By Andrew Itkoff for USA TODAY |
Disney, however, promises to take family cruising to another level. Instead of just a few playrooms for children, the Disney Magic has nearly an entire deck, with more than 250 activities. It also has the most extensive day care operation at sea. More than 50 counselors are available to watch children day and night.
"The idea," Disney Cruise Line president Art Rodney says, "is for parents to get a vacation, too."
It's a crucial point. Even Disney executives say the line's success could hinge on whether the experience is just as fun and relaxing for parents as for kids.
"The mistake other lines have made in the past (trying to do family cruises) was to just satisfy one segment of the market and not all," Rodney says.
Rodney, an industry veteran, is alluding to the demise of American Family Cruises, a line that was supposed to revolutionize cruising for kids but folded almost as soon as it started four years ago.
Late launch
Disney, which planned to launch its ship in March, clearly had been banking on a strong summer to provide momentum for the rest of the year. But as a result of delays it blames on the shipyard, the company sets sail just a month before Labor Day, when most children head back to school and the industry's softest period, the fall hurricane season, begins.
Still, Rodney says sales are going well, although he won't give exact figures. He does say that about 40% of bookings are coming from adults without kids, passengers the line must have to succeed year-round.
Few industry executives doubt Disney will succeed. They see the arrival of Disney, the king of family vacations, as a watershed event in cruising. Walt Disney World, near Orlando, Fla., alone draws more vacationers each year than the entire cruise industry, and cruise executives say there's bound to be plenty of spillover. (More than half of the line's cruise bookings are from Disney regulars who have never been on a ship, says Judson Green, head of Disney's theme park division.)
"It's a tremendous opportunity for us as an industry," says Rick James, sales chief for rival Princess Cruises.
For its part, Princess recently added in-port baby-sitting and extended day care hours past midnight on all ships. It also lowered the minimum age to sail from 18 months to 12 months.
Even lines that use romance as their main selling point are taking notice. Windjammer Barefoot Cruises, for example, this year introduced the Junior Jammers, a summer program that allows kids to hunt for buried treasure on beaches and compete in the Wacky Olympics.

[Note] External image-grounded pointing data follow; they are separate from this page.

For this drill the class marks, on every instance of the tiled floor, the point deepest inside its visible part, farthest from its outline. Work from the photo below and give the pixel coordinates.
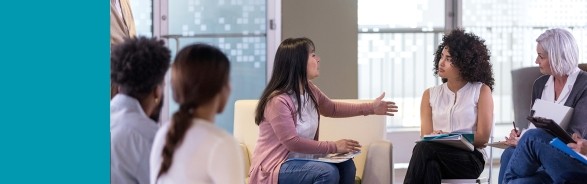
(401, 173)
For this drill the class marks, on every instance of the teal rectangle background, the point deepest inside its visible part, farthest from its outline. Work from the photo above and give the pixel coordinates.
(54, 73)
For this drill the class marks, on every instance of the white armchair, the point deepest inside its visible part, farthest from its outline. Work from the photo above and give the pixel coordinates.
(374, 164)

Still, most lines say they'll stop short of adding facilities as elaborate as Disney's. Too many tots could, executives fret, scare off what is still their core clientele: seniors, singles and married couples without kids.

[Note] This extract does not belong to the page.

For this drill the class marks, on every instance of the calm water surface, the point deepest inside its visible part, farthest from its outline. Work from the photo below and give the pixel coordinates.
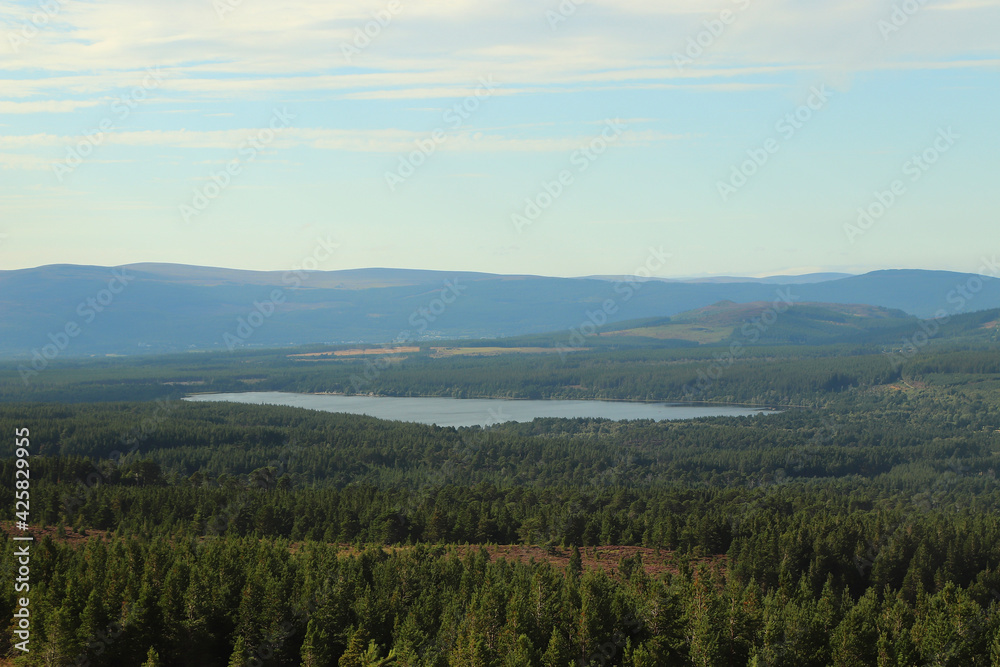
(477, 411)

"If you have too many families," Carnival's Dickinson says, "it starts working against the cruise experience."
Dickinson says Carnival curtails the number of kids by limiting the number of cabins that have a third or fourth berth (most parents won't pay to buy a separate cabin for their kids).
A few lines, such as upscale Windstar, have been steering clear of the family trend entirely. Windstar marketing chief Rick Meadows says the line's smaller ships appeal to people who want to get away from it all, including their children.

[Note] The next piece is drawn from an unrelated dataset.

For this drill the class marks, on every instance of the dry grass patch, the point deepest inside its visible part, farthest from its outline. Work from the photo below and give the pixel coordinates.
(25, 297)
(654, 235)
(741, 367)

Still, of 37 cruise companies recently surveyed by Travel Agent, only a half-dozen didn't offer some sort of baby-sitting and kid activities. Even the Queen Elizabeth II, Cunard's white-gloved flagship, now offers two "family cruises" a year.
Says Holland America sales chief Jack Anderson: "We didn't set out to draw children. But we now find we have them on board year-round." Hence, Holland America's flagship, the 9-month-old Rotterdam VI, was the line's first launched with a dedicated children's area.
Dual challenge
"We now have two responsibilities," Anderson says. "The first is to be sure children are not disruptive to the experience of our other guests. And secondly, to make it the very best vacation for kids. They're guests, too. If we do that, we're going to get them back."